Melalui hikmah yang turun pada seorang manusia maka kertas ditemukan dan segala rupa ide dan makna dituliskan. Maka abadilah apa yang ditulis hingga bertahun-tahun kemudian. Bahkan sebelum kertas ditemukan manusia telah belajar menyimpan sesuatu pada sesuatu yang lain. Pada batu dan pada gua. Lalu menjadi artefak dan menjadi prasasti yang kemudian bisa kita lihat cetaknya pada buku-buku sejarah.

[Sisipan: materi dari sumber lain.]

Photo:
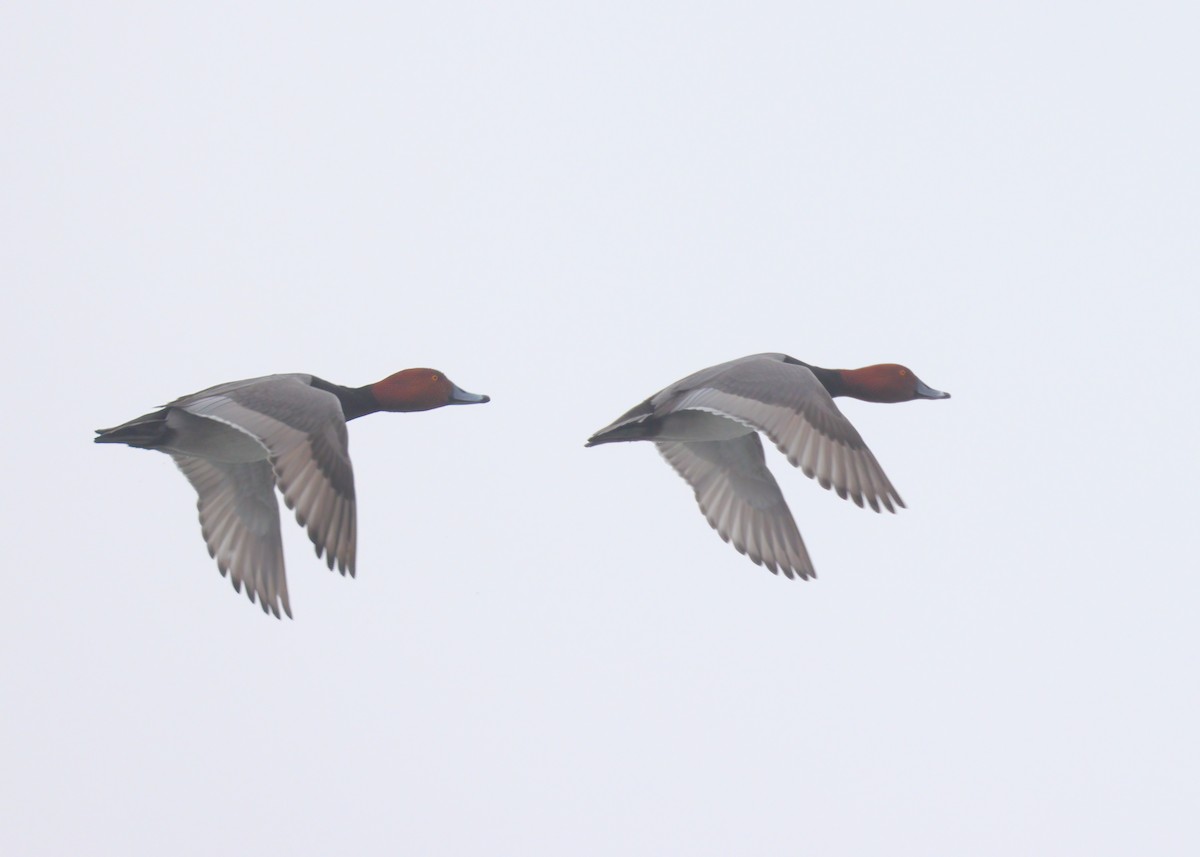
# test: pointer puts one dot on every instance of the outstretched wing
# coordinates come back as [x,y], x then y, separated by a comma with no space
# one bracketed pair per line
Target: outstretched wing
[787,403]
[742,501]
[304,432]
[240,521]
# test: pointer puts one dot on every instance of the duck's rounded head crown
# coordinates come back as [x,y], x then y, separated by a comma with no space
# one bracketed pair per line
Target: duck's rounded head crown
[421,389]
[887,383]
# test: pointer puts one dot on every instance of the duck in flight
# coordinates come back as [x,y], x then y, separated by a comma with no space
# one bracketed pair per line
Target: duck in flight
[238,442]
[707,427]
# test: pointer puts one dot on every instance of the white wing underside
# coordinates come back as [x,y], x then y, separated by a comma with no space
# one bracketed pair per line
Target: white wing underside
[240,522]
[742,501]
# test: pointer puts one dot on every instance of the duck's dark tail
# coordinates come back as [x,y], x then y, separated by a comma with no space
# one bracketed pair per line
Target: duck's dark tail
[148,431]
[640,430]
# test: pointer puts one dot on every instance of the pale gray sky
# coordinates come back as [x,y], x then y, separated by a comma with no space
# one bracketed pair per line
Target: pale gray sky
[547,651]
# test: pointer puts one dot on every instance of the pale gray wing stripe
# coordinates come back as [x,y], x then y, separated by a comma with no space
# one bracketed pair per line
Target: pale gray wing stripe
[240,522]
[826,457]
[742,501]
[322,495]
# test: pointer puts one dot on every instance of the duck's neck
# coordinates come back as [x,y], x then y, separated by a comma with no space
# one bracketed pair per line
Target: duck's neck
[832,379]
[357,401]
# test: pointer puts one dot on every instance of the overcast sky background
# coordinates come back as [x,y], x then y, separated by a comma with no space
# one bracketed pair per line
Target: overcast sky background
[547,651]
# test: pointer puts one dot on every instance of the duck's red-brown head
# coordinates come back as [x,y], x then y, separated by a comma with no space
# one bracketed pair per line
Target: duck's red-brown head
[886,383]
[421,389]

Alasan mengapa moyang kita dan para pendahulu kita menuliskan sesuatu anatara lain pasti adalah untuk mengabarkan apa yang terjadi, apa yang mereka alami, dan apa yang mereka ingini pada jamannya. Dengan membaca apa yang telah mereka tulis kita mengetahui tutur cerita dari jaman yang bahkan tak terbayangkan oleh khayalan kita yang paling tinggi sekalipun. Dengan tulisan maka sesuatu pada sekali waktu bisa terbaca pada waktu yang lain.
 Dengan tulisan maka kita bisa membaca. Dengan membaca kita mendapat hikmah dan menyarikannya dalam pikiran kita sendiri. sering proses membaca berlanjut kembali menjadi proses menulis. Menulis dan membaca menjadi suatu siklus yang linier yang dengan olahan manusia pengetahuan menjadi terangkum di dalamnya. Kegiatan menulis dan membaca dan terus menerus dibarengi sikap kritis dan peka akan lingkungan sekitar membuat ilmu pengetahuan terus berkembang dari era ke era, jaman ke jaman, dan peradaban ke peradaban.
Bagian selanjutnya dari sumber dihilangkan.